Grimlins
GRIMLINS, n.pl.
I hope folk attending the coming Orkney Folk Festival will have a good time, despite its virtual nature this year.
Whilst many Scots on the mainland would describe our lengthy summer twilight as the “gloaming”, in Orkney it is described as the “grimlins”. The Dictionaries of the Scots Language (DSL) defines it as
“twilight, the first or last gleams of daylight”.
The word is derived from Norwegian “grimla”, to “glimmer, twinkle, blink”.
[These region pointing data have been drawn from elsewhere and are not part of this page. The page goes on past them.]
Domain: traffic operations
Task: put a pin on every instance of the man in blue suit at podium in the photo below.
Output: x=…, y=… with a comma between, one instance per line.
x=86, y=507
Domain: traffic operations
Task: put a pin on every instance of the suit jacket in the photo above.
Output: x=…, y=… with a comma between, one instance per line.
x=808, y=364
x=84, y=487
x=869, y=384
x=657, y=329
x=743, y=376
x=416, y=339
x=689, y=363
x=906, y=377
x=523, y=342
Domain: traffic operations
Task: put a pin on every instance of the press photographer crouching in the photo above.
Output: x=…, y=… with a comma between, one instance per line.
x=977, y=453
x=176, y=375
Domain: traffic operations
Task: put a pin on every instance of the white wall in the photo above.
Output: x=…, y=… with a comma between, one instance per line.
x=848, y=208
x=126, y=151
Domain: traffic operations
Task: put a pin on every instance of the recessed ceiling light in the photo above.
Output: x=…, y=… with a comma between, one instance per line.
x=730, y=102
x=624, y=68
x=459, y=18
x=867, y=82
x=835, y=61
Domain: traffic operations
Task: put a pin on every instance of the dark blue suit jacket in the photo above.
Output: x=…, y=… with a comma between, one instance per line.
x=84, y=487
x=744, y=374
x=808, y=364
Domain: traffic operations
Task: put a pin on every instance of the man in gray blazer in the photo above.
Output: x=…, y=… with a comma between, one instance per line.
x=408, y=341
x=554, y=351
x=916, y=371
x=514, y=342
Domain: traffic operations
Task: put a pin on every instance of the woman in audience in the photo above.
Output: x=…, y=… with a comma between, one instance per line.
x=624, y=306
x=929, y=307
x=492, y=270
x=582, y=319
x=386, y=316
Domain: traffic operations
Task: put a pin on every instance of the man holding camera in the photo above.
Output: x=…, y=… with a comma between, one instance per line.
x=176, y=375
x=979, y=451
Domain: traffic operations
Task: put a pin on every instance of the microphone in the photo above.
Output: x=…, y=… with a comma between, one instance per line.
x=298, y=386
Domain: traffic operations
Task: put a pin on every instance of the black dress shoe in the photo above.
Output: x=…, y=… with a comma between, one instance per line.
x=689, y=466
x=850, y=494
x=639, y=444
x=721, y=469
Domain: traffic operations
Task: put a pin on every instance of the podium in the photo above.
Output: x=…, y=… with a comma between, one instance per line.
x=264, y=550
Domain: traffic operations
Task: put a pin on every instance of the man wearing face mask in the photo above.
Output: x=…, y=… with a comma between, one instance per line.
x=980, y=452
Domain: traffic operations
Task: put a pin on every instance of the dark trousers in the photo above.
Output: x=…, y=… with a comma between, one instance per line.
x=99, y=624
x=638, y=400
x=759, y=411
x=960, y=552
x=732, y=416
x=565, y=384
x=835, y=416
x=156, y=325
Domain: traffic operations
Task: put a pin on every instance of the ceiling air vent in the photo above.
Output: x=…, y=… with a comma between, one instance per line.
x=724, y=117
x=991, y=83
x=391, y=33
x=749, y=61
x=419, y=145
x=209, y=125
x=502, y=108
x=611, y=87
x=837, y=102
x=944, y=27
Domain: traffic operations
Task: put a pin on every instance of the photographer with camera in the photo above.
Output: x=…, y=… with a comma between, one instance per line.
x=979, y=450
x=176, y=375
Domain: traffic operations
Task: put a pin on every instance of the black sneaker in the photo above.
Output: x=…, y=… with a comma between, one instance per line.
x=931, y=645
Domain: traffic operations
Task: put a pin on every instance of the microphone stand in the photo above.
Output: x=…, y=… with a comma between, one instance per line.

In 1908, the DSL records this from the Old-Lore Miscellany of Orkney:
“Bit alis, alis, whin da grimlins cam’ an’ he gaed tae geong hame feinty sheep nor shoon fand he”.
Later, in 1922, John Firth writes in Reminiscences of an Orkney Parish (1922):
“In the ‘grimmelings’ the youngsters were employed to strip the green peel off [the rushes] leaving the white pith, ‘as saft as silk’ which, swimming in sillock [coalfish] oil, barely made darkness visible”.
Still with the DSL, but more recently, the Orcadian of December 1995 records:
“I was walking home along the shore in the grimlins when, from the Burn of Gairsty, I saw a flash of light at the end of our house where my father was lighting his pipe”.
Research, of course, can show us even more recent evidence, as in the following example from Alastair Macleod’s historical novel Bright Shining Woman (2018):
“In the grimlins the cold air made for a sound sleep; although this was summer temperatures dropped to just about four degrees Celsius and blankets or furs were still needed”.